Mary Beard's hair gets people going. Even her admirers refer to her "grey hair, wild as a witch" (Cristina Odone in the Telegraph). Internet bullies tell her to "get [her] hair fixed — cut, dyed and styled". Samantha Brick, in the Daily Mail last year, wrote of the "tragedy" of Beard's silver locks – apparently her producers should have tamed them before letting them loose on the airwaves. According to some rather vocal people, it simply isn't OK to have long grey hair. And not just if you're Mary Beard.
This winter's Marks & Spencer TV ad featured Yasmina Rossi, a 56-year-old model. Scathing online comments mentioned her "mad person's long white hair" and, again, compared her to a witch. (Others, to be fair, commented on her extraordinary attractiveness.) When Kate Moss, in 2010, appeared with a few white strands at her temples certain sections of the press put it down to her unwholesome lifestyle. Her agency's PR office offered different, contradictory explanations: highly fashionable "greylights", toner left on too long, over-use of dry shampoo ... anything but natural loss of pigment.
Hair dye ads relentlessly promise to save us from the hideousness of going grey. But why should it be so awful? And why are women with long, naturally grey hair such targets of hateful criticism?
The word "witch" comes up remarkably often in relation to this particular hairstyle (although grey-haired supermodel Kristen McMenamy is classed as a "good witch" for some reason). This probably shouldn't be surprising given that fairy books are full of wicked old women with unkempt locks straggling out from under their pointy hats. Perhaps the question is more why society should so often choose to portray older women in this way. Is the idea somehow that, once women have ceased to be objects of desire, they turn against the world and spend the rest of their days wishing evil on a populace that bypasses them? (Snow White's stepmother only freaks out when she's told she isn't the prettiest any more.) If so, what place does this logic have in a world where women can supposedly be valued for more than just their beauty – maybe becoming Cambridge professors of classics, for example?
The Oxford English Dictionary definition of a witch includes two opposing meanings. On the one hand you have "an ugly or unpleasant old woman", but then again you have "a girl or woman who is bewitchingly attractive". Whichever way round you take it, it has everything to do with fanciability. Is she or isn't she? Or could she even be both?
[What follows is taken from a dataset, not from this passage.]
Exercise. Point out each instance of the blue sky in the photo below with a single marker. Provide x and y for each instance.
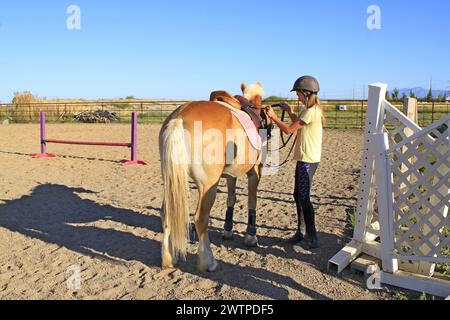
(185, 49)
It's curious that, in the assault on Beard's supposed unsexiness, there has been so much reference to genitalia and sexual acts. One of Beard's more excellent features is that she speaks so frankly about sex – as you would expect from any serious classicist. But she certainly doesn't speak about her own sex life in public. Still, this clearly doesn't stop certain people from speculating about it, building a fantasy using the little they know as a starting point. And one obvious starting point is the hair. Long hair is typically equated with unrestrained sexuality (think pre-Raphaelite muses – or 99% of glamour models), while grey hair is associated with being past it.
If you are bad at processing complex information, this combination will fry your brain. (What, a woman past breeding age still up for it? As if sex was all about procreation. As Beard may tell you, even the Romans used contraceptives.) And perhaps in this frazzled state you might lash out at the person who has made you confront this enigma – the woman who really shouldn't turn you on, but who somehow causes you to have filthy thoughts. (Sound anything like your mother?)
This uncanny brew in a woman is clearly a bit much for some people – and, in the past, women who embodied this "too muchness" were very often accused of witchery. While Beard may have imagined that her "big, tombstone teeth" and "uncompromising double chin" (her words this time) might keep the attention off herself and on her chosen subject matter, it seems that intelligent women with unconventional dentistry and flowing grey manes are greater catalysts for sexual fantasies than many of us might have predicted.